La rivière Ibar qui coule en plein centre de la ville de Mitrovica est une frontière naturelle et culturelle : elle sépare la ville en deux quartiers distincts. Au nord, celui de Serbes orthodoxes, au sud, celui des Albanais musulmans. Selon Boban Mirkovic, le mandat de Caritas Kosovo est justement de favoriser la création d’entreprises multiculturelles.

Antic habite dans le nord de la ville, dans un quartier où logent des Serbes déplacés durant le conflit. Son atelier se consacre à la réparation de voitures mais n’offre pas de service de carrosserie. Pour répondre à la demande, Antic a dû nouer des relations d’affaires avec un carrossier de souche albanaise, qui habite dans le quartier musulman, au sud de l’Ibar. Les deux mécaniciens s’échangent périodiquement de la clientèle, transcendant ainsi les clivages ethniques et religieux de leur ville.

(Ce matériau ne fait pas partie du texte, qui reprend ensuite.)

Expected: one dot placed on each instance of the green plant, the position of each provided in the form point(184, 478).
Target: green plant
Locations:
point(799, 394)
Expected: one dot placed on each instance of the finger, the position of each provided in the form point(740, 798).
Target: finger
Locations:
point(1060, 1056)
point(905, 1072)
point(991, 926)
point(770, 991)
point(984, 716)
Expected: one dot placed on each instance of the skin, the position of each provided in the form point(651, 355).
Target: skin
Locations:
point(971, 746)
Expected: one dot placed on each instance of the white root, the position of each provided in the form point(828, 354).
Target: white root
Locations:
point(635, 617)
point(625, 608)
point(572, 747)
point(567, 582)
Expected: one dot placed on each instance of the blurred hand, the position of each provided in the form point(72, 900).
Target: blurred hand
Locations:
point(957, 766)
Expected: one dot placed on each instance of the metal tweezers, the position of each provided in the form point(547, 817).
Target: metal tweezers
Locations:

La mission de Caritas Kosovo, ajoute Boban Mirkovic, est de faire la preuve qu’on peut reconstruire le tissu social, même dans une société profondément divisée. Cette ONG a aidé de nombreux petits entrepreneurs comme Antic à se lancer en affaires, qu’il s’agisse de boulangers, d’apiculteurs ou encore de couturières.

AWO Nürnberg effectue un travail analogue auprès de petits commerçants, bien que son mandat consiste d’abord à favoriser la réintégration des réfugiés kosovars ayant été renvoyés chez eux. Au cours du premier trimestre de 2015, l’Union européenne a rejeté 99% des demandes d’asile ayant été déposées par réfugiés originaires du Kosovo.

Une campagne médiatique massive a été orchestrée par les gouvernements allemand et kosovar afin de décourager l’émigration vers l’Union européenne, ce qui a eu pour effet de circonscrire la saignée démographique. Le Kosovo fait plutôt face au problème inverse : le retour au pays de ses ressortissants pose la question de leur accueil et de leur réintégration. Plusieurs de ces expatriés avaient vendu leur maison au moment de quitter le pays. Leur situation est parfois pire à leur retour qu’elle ne l’était au moment de leur émigration.

Cet été, AWO Nürnberg a aidé Fekrije Sermaxhaj à se dénicher un poste de cuisinière dans un service de garde. C’est la toute première fois qu’elle occupe un emploi salarié. L’ONG allemande s’est engagée à défrayer la moitié de son salaire au cours des six premier mois. Au terme de cette période, son employeur décidera s’il poursuit ou non son lien d’emploi avec elle. Un membre de sa famille l’héberge gratuitement.

« Je ne sais pas si cet arrangement résistera à l’épreuve du temps » affirme Sermaxhaj. Je n’en sais trop rien. On verra bien ».